Human lenses were dissected into outer cortex, inner cortex, and nucleus, and subjected to enzymatic digestion. Enzyme-digested peptides were analyzed by liquid chromatography (LC)-electrospray tandem mass spectrometry (ESI/MS/MS). The functional effects of different PTMs on conductance, permeability and gating were assessed using electrophysiological measurements in cells expressing truncated Cx46 and Cx50 channel proteins.
Truncation sites were identified in the C-terminus, the cytoplasmic loop and the N-terminus of Cx46 and Cx50. In the C-terminus, truncations were found at residues 238-251 in Cx46 and at residues 238-253 and 274-284 in Cx50. Levels of these C-terminal truncations were similar in the different regions of the lens. In contrast, levels of cytoplasmic loop truncations in Cx46 and Cx50 found by mass spectrometry increased dramatically from outer cortex to nucleus. For example, truncation at residue 129 in Cx46 and at residue 119 in Cx50 occurred predominantly in the nucleus. Electrophysiological studies indicated that all the C-terminal truncations were functional. Gating properties and single channel conductance of channels formed by Cx46 and by Cx50 truncated at residues 251 and 253, respectively, were similar to those formed by full-length connexins. In contrast to C-terminal truncations, we found that truncations in the cytoplasmic loop of both Cx46 and Cx50 prevented the formation of functional channels.

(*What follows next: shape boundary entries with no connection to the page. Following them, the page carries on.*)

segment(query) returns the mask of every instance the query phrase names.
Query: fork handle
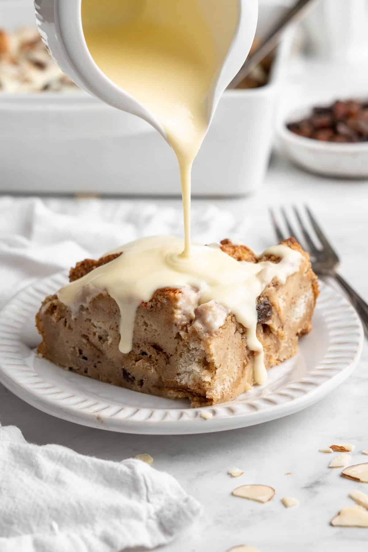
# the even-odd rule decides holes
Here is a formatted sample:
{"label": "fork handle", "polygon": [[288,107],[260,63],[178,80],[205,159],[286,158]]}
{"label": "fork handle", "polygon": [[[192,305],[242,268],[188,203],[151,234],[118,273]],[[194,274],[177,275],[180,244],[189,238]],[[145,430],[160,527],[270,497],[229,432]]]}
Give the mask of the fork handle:
{"label": "fork handle", "polygon": [[356,291],[354,291],[342,276],[340,276],[337,272],[334,272],[332,275],[337,280],[349,295],[353,305],[358,311],[363,325],[364,332],[366,337],[368,337],[368,305],[367,305],[365,301],[362,299],[360,295],[359,295]]}

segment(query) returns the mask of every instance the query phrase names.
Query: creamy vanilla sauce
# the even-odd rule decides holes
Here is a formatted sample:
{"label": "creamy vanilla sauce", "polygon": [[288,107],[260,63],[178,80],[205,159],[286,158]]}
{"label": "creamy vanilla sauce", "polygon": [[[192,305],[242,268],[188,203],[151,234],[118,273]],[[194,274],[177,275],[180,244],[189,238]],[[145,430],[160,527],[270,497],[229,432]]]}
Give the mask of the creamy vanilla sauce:
{"label": "creamy vanilla sauce", "polygon": [[191,244],[191,166],[207,132],[214,86],[238,14],[237,2],[218,0],[216,9],[223,13],[221,37],[215,41],[202,12],[204,5],[211,7],[212,2],[82,0],[83,30],[95,61],[155,115],[177,156],[185,240],[145,238],[109,252],[122,254],[62,288],[58,298],[75,312],[87,295],[95,296],[96,289],[107,291],[122,313],[119,349],[127,353],[137,307],[142,301],[149,301],[162,288],[194,289],[198,305],[215,301],[225,310],[222,312],[216,305],[209,305],[208,320],[200,315],[198,321],[202,330],[209,323],[212,331],[225,320],[226,312],[233,313],[246,328],[248,347],[256,353],[254,379],[262,384],[266,372],[256,335],[257,298],[274,278],[284,283],[298,269],[301,257],[279,245],[265,252],[280,257],[278,263],[239,262],[218,244]]}
{"label": "creamy vanilla sauce", "polygon": [[256,300],[274,278],[284,283],[298,269],[301,255],[286,246],[270,247],[265,254],[281,259],[279,263],[239,262],[217,247],[193,244],[189,257],[180,255],[182,239],[170,236],[143,238],[113,252],[122,252],[114,261],[95,268],[83,278],[62,288],[58,298],[73,307],[87,284],[106,290],[120,312],[122,353],[131,351],[137,307],[149,301],[157,289],[190,286],[199,291],[198,304],[215,300],[247,328],[248,344],[255,355],[254,379],[266,381],[263,350],[256,335]]}
{"label": "creamy vanilla sauce", "polygon": [[178,158],[184,256],[190,252],[191,167],[208,129],[214,87],[238,19],[236,0],[217,2],[222,36],[215,41],[204,16],[206,6],[213,10],[212,0],[82,2],[84,37],[94,60],[152,112]]}

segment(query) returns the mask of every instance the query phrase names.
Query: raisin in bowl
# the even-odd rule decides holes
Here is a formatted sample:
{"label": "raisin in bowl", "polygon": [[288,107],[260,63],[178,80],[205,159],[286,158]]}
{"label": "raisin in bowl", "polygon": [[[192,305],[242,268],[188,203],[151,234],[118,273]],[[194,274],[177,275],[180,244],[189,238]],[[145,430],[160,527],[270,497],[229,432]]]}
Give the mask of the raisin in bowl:
{"label": "raisin in bowl", "polygon": [[295,109],[278,126],[290,161],[342,178],[368,177],[368,99],[333,100]]}

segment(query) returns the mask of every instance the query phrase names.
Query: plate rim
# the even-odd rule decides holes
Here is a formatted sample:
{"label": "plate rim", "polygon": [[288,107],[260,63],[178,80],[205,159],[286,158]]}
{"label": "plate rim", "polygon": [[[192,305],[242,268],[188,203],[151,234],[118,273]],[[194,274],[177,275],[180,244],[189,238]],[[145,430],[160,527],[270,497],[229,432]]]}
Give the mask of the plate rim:
{"label": "plate rim", "polygon": [[[161,408],[146,406],[141,408],[134,406],[124,407],[122,403],[121,408],[118,413],[122,411],[124,413],[124,409],[129,408],[132,411],[135,410],[135,412],[131,413],[130,415],[128,412],[127,416],[123,417],[114,417],[116,414],[106,416],[106,412],[104,413],[104,410],[107,410],[110,406],[108,404],[108,406],[105,407],[102,401],[100,402],[103,404],[103,407],[95,410],[91,410],[90,408],[98,405],[98,401],[94,405],[89,405],[83,409],[76,408],[77,405],[71,405],[62,402],[68,397],[67,399],[63,399],[60,400],[55,399],[51,400],[49,395],[39,392],[43,388],[40,388],[39,392],[37,392],[36,388],[30,388],[30,384],[28,386],[25,384],[22,384],[15,376],[12,377],[9,374],[9,371],[13,370],[14,372],[18,367],[20,367],[23,371],[30,373],[33,371],[35,374],[34,376],[25,377],[34,378],[37,376],[36,373],[30,368],[25,362],[25,359],[22,357],[20,352],[18,352],[17,355],[17,348],[19,349],[19,348],[24,344],[24,342],[22,340],[20,330],[23,325],[26,323],[31,312],[34,312],[35,307],[36,311],[45,296],[51,293],[55,293],[65,283],[67,275],[67,272],[63,271],[41,280],[36,280],[33,284],[19,291],[0,311],[0,383],[19,398],[38,410],[56,417],[83,426],[122,433],[143,434],[188,434],[225,431],[262,423],[295,413],[323,399],[349,377],[356,366],[361,352],[364,343],[364,333],[361,323],[356,311],[345,298],[342,291],[338,291],[335,288],[320,280],[321,293],[319,300],[317,300],[316,309],[321,307],[321,301],[332,300],[334,304],[333,311],[326,315],[325,323],[327,325],[329,334],[331,330],[333,333],[334,332],[335,335],[339,337],[340,335],[338,333],[338,331],[343,330],[345,337],[344,341],[339,342],[338,339],[337,341],[331,342],[331,336],[329,335],[327,352],[330,349],[332,345],[338,345],[339,342],[346,344],[346,339],[348,343],[350,340],[350,348],[349,349],[350,356],[348,355],[347,357],[340,357],[340,360],[344,359],[342,364],[345,363],[346,365],[343,365],[342,368],[335,368],[334,373],[329,377],[325,377],[324,381],[321,383],[318,384],[313,383],[311,389],[304,391],[302,394],[292,396],[281,403],[273,404],[272,406],[268,405],[267,407],[264,406],[265,401],[272,402],[271,399],[268,397],[264,399],[262,399],[262,397],[251,398],[250,400],[248,399],[246,402],[245,399],[243,402],[239,402],[236,399],[230,402],[196,408],[189,407],[170,409],[169,407]],[[19,306],[22,306],[22,308],[20,313],[17,312],[17,309],[19,310]],[[349,315],[348,321],[350,330],[350,333],[348,332],[347,337],[345,332],[346,328],[344,327],[346,325],[345,322],[342,321],[343,313]],[[328,320],[330,322],[330,325]],[[337,323],[335,323],[336,322]],[[355,338],[355,341],[353,337]],[[353,348],[351,348],[351,345],[353,346]],[[15,350],[13,350],[9,349],[9,347],[15,348]],[[338,348],[335,351],[338,352],[339,350]],[[332,351],[334,352],[333,347]],[[326,355],[323,359],[325,358]],[[17,362],[9,362],[9,360]],[[338,356],[335,364],[337,363],[338,360]],[[322,362],[317,363],[312,371],[318,370]],[[9,367],[12,368],[9,368]],[[330,370],[333,368],[334,363],[332,363],[332,367],[322,369]],[[319,374],[318,376],[321,375]],[[308,374],[307,376],[309,377]],[[39,378],[41,376],[39,375],[38,377]],[[293,385],[295,388],[295,386],[300,385],[301,382],[302,383],[306,377],[303,376],[300,381],[298,380],[291,382],[289,386],[286,386],[282,394],[279,392],[276,394],[282,394],[287,396],[289,394],[290,396],[290,390],[288,387]],[[40,383],[42,383],[42,381],[41,380]],[[102,383],[98,383],[99,384]],[[36,385],[37,383],[35,382],[34,384]],[[305,383],[305,386],[306,384],[312,385],[311,383],[308,384]],[[103,384],[103,385],[109,385],[109,384]],[[88,391],[86,392],[88,395]],[[271,397],[274,394],[273,392],[270,394]],[[263,408],[255,407],[250,410],[249,408],[244,410],[244,406],[248,407],[252,404],[254,405],[257,401],[260,402],[261,400],[263,401]],[[108,402],[108,400],[106,400],[106,404]],[[140,414],[145,411],[147,411],[146,418],[141,418],[139,416],[137,417],[137,414]],[[212,417],[209,420],[204,420],[201,416],[204,411],[210,412],[212,414]],[[158,412],[161,412],[161,415],[157,417],[156,413]],[[172,417],[172,414],[170,413],[168,416],[168,412],[175,413],[175,415]],[[162,417],[163,413],[163,417]]]}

The accumulation of cytoplasmic loop truncations in the core might explain the large age-dependent reduction in the coupling conductance found in functional studies (Gao et al., 2013, IOVS, 54:7174). Because the delivery of anti-oxidant molecules such as glutathione to the nucleus is dependent on gap junction channels, the decrease in coupling conductance due to PTMs might underlie the age-dependent decrease in glutathione levels in the lens core, ultimately leading to cataracts.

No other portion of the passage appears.